However, this is not the case in Pluribus, or at least not in the protagonist's domestic environment. Carol Sturka, a writer of romantic and fantasy novels, lives in a housing development on the outskirts of Albuquerque where the homes share an aesthetic based on earthy tones that displays its wooden structures to the exterior, completely removed from the futuristic concept. Carol lives at the end of the cul-de-sac, the last house in the development, which somehow gives her the necessary singularity of the series' protagonist, but which in reality is just another cookie-cutter house in the suburban development model. Inside, wooden beams resting on corbels with volutes can be observed. The walls, between semicircular arches, present light earth tones with softened and rounded edges more typical of traditional architecture than the sharp and rectilinear lines of futuristic forms, and their materials reproduce renders and stuccos instead of pure whites and modern metallics.
Indeed, the protagonist's house is in the style that Americans agreed to call colonial. Specifically, it resembles the Castilian dwellings whose model the Spanish reproduced in America from the late 15th century onwards. This house in New Mexico draws from the models of the past by reproducing its identifying aesthetic elements. However, the organisational structure and layout is foreign to those traditional models, so at its core this colonial style in Carol's house is an artifice, a historicist coating on a contemporary suburban house.

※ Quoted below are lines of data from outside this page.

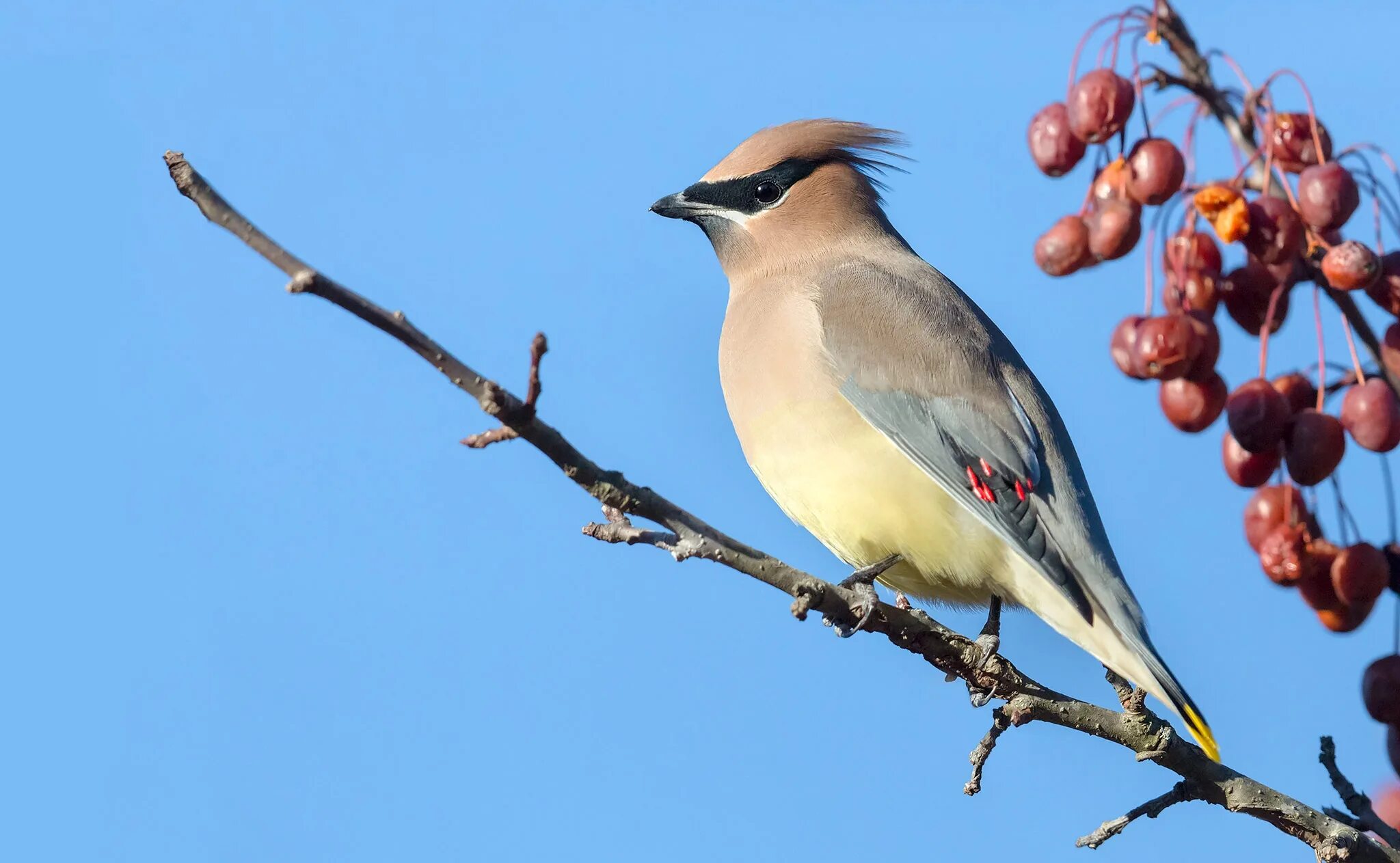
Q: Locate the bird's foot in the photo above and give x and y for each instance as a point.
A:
(988, 641)
(863, 584)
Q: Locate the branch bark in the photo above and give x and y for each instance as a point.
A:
(685, 536)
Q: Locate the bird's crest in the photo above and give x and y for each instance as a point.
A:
(857, 144)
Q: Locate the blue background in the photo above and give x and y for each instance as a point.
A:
(260, 605)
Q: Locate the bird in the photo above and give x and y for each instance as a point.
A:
(887, 414)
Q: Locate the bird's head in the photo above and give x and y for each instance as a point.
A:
(788, 191)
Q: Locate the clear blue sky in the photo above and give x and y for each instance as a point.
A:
(259, 605)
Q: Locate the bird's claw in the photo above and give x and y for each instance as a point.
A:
(988, 644)
(868, 601)
(988, 641)
(863, 584)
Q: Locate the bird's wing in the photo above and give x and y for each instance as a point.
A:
(926, 368)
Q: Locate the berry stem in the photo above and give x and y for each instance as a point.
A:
(1265, 331)
(1151, 291)
(1312, 113)
(1230, 61)
(1351, 347)
(1084, 40)
(1322, 351)
(1390, 495)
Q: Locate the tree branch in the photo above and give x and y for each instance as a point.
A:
(688, 536)
(1196, 77)
(1181, 792)
(1357, 804)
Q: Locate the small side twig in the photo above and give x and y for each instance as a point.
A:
(1365, 817)
(619, 529)
(1181, 793)
(1000, 722)
(538, 347)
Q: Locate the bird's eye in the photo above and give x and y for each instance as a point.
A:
(768, 192)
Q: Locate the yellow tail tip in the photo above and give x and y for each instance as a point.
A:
(1203, 735)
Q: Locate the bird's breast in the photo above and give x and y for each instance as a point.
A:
(836, 474)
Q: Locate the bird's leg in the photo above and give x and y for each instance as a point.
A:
(863, 582)
(990, 637)
(988, 641)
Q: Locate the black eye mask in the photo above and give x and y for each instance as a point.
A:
(740, 193)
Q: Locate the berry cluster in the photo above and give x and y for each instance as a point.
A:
(1282, 212)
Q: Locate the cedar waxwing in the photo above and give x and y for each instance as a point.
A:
(888, 414)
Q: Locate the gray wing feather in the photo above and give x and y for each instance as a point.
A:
(921, 363)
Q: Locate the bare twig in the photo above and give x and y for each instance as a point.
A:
(619, 529)
(1181, 792)
(1357, 804)
(686, 536)
(1000, 722)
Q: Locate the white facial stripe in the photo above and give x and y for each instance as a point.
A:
(744, 219)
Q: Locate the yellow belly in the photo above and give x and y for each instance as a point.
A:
(864, 499)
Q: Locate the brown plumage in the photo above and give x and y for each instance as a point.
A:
(888, 414)
(864, 147)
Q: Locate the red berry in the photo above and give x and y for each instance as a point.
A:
(1360, 574)
(1273, 505)
(1346, 618)
(1193, 291)
(1328, 196)
(1064, 248)
(1258, 415)
(1210, 353)
(1099, 105)
(1053, 146)
(1350, 266)
(1276, 234)
(1371, 414)
(1246, 469)
(1190, 251)
(1192, 406)
(1246, 292)
(1381, 690)
(1390, 348)
(1281, 554)
(1315, 585)
(1293, 140)
(1115, 228)
(1123, 346)
(1167, 347)
(1297, 391)
(1386, 288)
(1314, 447)
(1155, 171)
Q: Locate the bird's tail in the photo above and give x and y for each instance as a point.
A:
(1170, 690)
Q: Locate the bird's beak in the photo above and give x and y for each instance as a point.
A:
(677, 206)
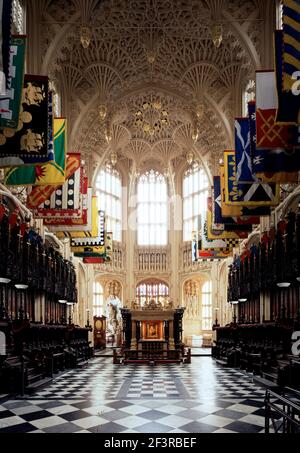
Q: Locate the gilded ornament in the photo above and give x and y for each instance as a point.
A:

This can be interpreted as a deliberate dissonance by Gilligan, another touch of originality in this dystopia, or perhaps he is trying to convey that the taste for these revivals in certain contexts is precisely a sign of our times and a prediction for the near future. In any case, it remains curious that the Calatrava-designed Bilbao airport was chosen in the second episode of the series as the meeting place for characters of various nationalities. A futuristic touch that moves away from the domestic and serves as a meeting place for a few individuals who have escaped the pluribus.